To ask, of course, is to answer. 

Clearly, the imposition of same sex marriage will have repercussions that extend far beyond simply having the state calling committed gay couples “married” instead of “domestic partners.” 

Consider our schools.  If same-sex marriage is approved across America, schools would be required to teach that homosexual and heterosexual behavior are morally equivalent; references in school textbooks to “mom” and “dad” and “wife” and “husband” would have to be removed.  High schools would be prohibited from having prom kings and queens, and gender specific sports teams may even have to be eliminated. 

And don’t think that private Christian institutions would be immune.  As marriage expert Maggie Gallagher has written, “Precisely because support for marriage is public policy, once marriage includes gay couples, groups who oppose gay marriage are likely to be judged in violation of public policy, triggering a host of negative consequences, including loss of tax-exempt status.”  This reality would affect Christian schools on everything from student housing to admissions policies for openly homosexual students to the hiring of openly homosexual professors and employees. 

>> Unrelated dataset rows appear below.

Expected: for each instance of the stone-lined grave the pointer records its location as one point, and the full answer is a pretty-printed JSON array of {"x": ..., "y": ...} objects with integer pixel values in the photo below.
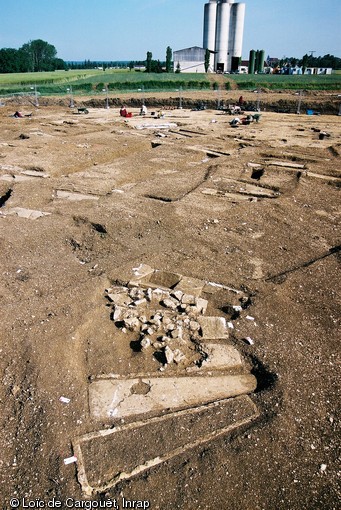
[{"x": 198, "y": 390}]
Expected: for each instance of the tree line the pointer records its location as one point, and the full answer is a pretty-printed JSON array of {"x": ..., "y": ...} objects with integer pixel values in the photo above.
[
  {"x": 311, "y": 61},
  {"x": 34, "y": 56}
]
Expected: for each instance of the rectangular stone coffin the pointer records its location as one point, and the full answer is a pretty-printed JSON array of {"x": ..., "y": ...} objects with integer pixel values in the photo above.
[
  {"x": 108, "y": 456},
  {"x": 120, "y": 398}
]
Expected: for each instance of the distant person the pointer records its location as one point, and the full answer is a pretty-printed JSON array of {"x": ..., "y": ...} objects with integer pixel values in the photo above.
[
  {"x": 123, "y": 111},
  {"x": 143, "y": 110},
  {"x": 234, "y": 122}
]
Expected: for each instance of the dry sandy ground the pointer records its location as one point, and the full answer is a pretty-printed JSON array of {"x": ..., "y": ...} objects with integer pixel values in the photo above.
[{"x": 145, "y": 204}]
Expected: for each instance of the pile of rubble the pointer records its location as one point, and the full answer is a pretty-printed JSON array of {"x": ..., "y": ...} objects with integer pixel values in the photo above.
[{"x": 169, "y": 323}]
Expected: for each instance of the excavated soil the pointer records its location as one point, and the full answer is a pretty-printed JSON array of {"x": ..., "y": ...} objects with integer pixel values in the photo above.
[{"x": 255, "y": 207}]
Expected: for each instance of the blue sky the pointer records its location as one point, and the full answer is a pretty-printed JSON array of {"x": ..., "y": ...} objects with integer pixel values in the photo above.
[{"x": 127, "y": 29}]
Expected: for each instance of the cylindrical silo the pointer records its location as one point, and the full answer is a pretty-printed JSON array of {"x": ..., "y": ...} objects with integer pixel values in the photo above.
[
  {"x": 236, "y": 31},
  {"x": 257, "y": 61},
  {"x": 261, "y": 57},
  {"x": 210, "y": 16},
  {"x": 252, "y": 62},
  {"x": 222, "y": 35}
]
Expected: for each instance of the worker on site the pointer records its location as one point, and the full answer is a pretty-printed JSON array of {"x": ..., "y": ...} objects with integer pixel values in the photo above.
[{"x": 143, "y": 110}]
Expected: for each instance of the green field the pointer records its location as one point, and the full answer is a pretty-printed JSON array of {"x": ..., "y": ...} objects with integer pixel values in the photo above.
[{"x": 94, "y": 81}]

The next question is:  What about churches that preach against the homosexual lifestyle?  Could ministers be prosecuted and thrown in jail, as they have been in Europe, for preaching from the pulpit that homosexual acts are sinful?

Further, legal expert Robin Wilson told Gallagher in 2006 that “Given the status of most churches as state nonprofits and federally tax-exempt organizations, it is likely that public support arguments will be advanced to compel churches to participate in same-sex marriage.”

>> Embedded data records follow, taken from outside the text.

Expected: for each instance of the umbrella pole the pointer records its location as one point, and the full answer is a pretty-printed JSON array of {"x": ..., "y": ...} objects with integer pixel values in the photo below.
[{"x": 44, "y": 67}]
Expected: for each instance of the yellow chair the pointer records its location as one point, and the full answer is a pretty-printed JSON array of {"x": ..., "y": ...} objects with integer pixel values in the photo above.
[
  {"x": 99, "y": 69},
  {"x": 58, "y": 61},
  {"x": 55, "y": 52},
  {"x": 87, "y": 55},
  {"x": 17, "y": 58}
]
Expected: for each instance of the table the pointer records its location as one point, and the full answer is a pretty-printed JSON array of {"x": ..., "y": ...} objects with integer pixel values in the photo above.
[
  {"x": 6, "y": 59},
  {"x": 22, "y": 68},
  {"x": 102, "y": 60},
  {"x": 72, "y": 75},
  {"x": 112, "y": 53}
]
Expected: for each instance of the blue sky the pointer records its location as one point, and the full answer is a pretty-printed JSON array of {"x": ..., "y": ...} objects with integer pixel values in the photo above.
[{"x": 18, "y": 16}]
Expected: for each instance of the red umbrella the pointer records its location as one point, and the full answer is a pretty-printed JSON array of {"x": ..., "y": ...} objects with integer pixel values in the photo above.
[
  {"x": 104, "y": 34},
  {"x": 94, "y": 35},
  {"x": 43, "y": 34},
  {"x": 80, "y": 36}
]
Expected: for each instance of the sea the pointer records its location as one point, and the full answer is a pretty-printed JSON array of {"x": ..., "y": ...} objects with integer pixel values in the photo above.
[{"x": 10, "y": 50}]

We have already seen a preview of things to come in Massachusetts, where Catholic Charities of Boston was forced to close its doors because the court-imposed same-sex marriage law required that all adoption agencies offer services to same-sex couples. Catholic Charities, Boston’s largest and most respected adoption organization, was forced out of business because it refused to violate its most fundamental beliefs about the meaning of human sexuality and its link to marriage and family. 

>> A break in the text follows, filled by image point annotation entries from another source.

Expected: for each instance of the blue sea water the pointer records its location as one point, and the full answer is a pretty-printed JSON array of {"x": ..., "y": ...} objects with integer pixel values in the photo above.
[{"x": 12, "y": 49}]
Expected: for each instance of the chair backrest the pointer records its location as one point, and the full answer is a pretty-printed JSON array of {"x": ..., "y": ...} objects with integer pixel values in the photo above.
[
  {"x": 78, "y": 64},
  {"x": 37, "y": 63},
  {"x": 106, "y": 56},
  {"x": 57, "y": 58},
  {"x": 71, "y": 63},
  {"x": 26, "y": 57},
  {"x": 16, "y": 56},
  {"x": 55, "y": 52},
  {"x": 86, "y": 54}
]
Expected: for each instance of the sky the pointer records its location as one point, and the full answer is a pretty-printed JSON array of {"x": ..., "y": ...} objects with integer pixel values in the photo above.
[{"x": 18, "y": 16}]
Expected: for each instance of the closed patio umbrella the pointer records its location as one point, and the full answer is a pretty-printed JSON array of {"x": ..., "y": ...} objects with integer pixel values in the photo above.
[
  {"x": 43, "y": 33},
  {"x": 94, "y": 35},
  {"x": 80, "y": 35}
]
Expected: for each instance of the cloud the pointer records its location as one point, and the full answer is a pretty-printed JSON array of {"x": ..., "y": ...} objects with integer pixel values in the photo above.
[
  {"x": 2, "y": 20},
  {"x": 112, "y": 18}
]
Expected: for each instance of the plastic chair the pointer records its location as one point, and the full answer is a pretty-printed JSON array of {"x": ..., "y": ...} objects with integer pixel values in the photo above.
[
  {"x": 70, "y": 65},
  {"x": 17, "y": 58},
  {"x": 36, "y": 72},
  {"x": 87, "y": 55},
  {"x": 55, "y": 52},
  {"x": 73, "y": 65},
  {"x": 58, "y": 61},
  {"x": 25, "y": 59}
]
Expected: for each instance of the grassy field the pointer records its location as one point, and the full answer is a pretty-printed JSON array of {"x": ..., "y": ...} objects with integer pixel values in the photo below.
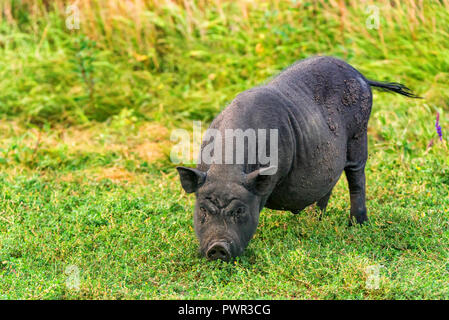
[{"x": 87, "y": 186}]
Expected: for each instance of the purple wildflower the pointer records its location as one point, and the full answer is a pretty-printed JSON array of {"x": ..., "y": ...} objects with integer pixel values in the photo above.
[{"x": 438, "y": 127}]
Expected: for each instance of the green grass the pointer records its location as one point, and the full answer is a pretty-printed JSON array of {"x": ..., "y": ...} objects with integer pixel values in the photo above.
[{"x": 81, "y": 110}]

But even if Catholic Charities had stopped receiving tax exempt status, it still would not have been allowed to refuse adoption services to same-sex couples.  The result is that today fewer children in Massachusetts have loving homes with mothers and fathers. 

On June 17, thousands of gay couples will flood into California to marry.  Unlike Massachusetts, the Golden State has no law that prohibits citizens of other states from traveling to California to get married, then returning home.  This fact has caused many states to prepare.  Yesterday, New York Governor David Paterson directed all state agencies to revise their policies to recognize same-sex marriages performed in other jurisdictions.  This even though New York’s highest court has said same-sex marriage is a legislative decision.

The vast majority of states, however, have laws that protect traditional marriage.  The result will be disorder as thousands of same-sex couples with marriage licenses from California return to states that do not recognize gay marriage. 

Fortunately, this chaotic reality is not yet inevitable.  Traditional marriage groups including the Alliance Defense Fund have asked the California Supreme Court to delay until after the November elections its decision ordering same-sex marriages.  

On November 4th, Californians will likely decide on a proposed constitutional amendment to protect traditional marriage.  Pro-marriage groups in California are cautiously optimistic about the chances of the measure passing.  California’s Defense of Marriage Act passed in 2000 with 61 percent of the vote.  What’s more, a recent Los Angeles Times poll found that a majority of Californians opposed the Supreme Court’s decision, and that voters support the proposed marriage amendment, which would reverse the state Supreme Court’s decision and constitutionally protect the traditional meaning of marriage by nearly 20 points, 54%-to-35%.

I hope these numbers hold come November.  If they do not, the California Supreme Court same-sex marriage story will have legs that take it decades into the future.  Because if same-sex marriage is re-affirmed in California, it may soon become a reality nationwide, with aftershocks that will reverberate far deeper than we now realize.